Layer 3: What Clients Should Do (The Commercial Reality) Most outages become real at the client. As Slack proved, clients need their own discipline. For reads, clients can retry with jittered exponential backoff, bounded by a strict retry budget. For writes, retries must be backed by idempotency keys, not hope.
This is where the commercial angle matters. “Graceful degradation” is not an infrastructure setting. Product and UX have to define it. If the recommendation engine fails, do we show generic content? Engineering cannot invent those business choices alone.
What Survives the Move to Serverless
The universal ideas are deadlines, backoff with jitter, idempotency, bulkheads, retry budgets, concurrency caps, flow control, pool budgets, and degraded modes. Those are distributed-systems ideas, not Kubernetes ideas.

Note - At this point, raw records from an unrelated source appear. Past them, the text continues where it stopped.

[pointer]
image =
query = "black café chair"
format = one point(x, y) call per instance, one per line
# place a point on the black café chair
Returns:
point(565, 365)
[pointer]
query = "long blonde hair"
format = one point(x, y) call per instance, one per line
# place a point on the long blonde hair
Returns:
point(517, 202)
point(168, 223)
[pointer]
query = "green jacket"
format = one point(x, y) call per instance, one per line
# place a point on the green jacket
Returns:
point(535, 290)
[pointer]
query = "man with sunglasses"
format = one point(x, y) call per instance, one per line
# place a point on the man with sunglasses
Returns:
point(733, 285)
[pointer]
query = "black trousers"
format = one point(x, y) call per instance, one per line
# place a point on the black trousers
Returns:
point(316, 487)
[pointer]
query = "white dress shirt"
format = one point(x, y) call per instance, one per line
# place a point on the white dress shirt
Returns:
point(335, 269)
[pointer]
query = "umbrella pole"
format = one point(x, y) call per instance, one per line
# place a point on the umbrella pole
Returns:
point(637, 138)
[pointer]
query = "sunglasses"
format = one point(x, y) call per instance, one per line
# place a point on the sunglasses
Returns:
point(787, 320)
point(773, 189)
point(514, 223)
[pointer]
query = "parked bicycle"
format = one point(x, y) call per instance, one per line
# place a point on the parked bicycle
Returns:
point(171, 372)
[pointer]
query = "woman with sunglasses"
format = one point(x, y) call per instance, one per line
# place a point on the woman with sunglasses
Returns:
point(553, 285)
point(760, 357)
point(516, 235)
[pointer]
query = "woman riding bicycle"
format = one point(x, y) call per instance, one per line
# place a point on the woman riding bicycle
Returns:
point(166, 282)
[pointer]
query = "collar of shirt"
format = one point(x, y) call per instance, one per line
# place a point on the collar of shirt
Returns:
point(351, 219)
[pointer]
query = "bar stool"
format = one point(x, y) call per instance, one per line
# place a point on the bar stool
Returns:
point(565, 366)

AWS Lambda gives you different levers (no probes, but built-in retry behavior and concurrency limits). Lambda retries asynchronous failures by default, and AWS explicitly recommends reserved concurrency to prevent overwhelming downstream database connections. The mechanism changes, but the architectural problem does not.
Conclusion
The mature way to think about Kubernetes probes is not “three health checks.” It is “three platform actions.” Startup decides when the platform trusts a booting process. Readiness decides when the platform routes traffic. Liveness decides when the platform kills an instance.
Everything else-especially dependency health-belongs in the resilience layer. That is the layer that protects SQL from the Autoscaling Death Spiral, event consumers from redelivery floods, LLM integrations from quota spikes, and the customer from turning a partial failure into a full outage.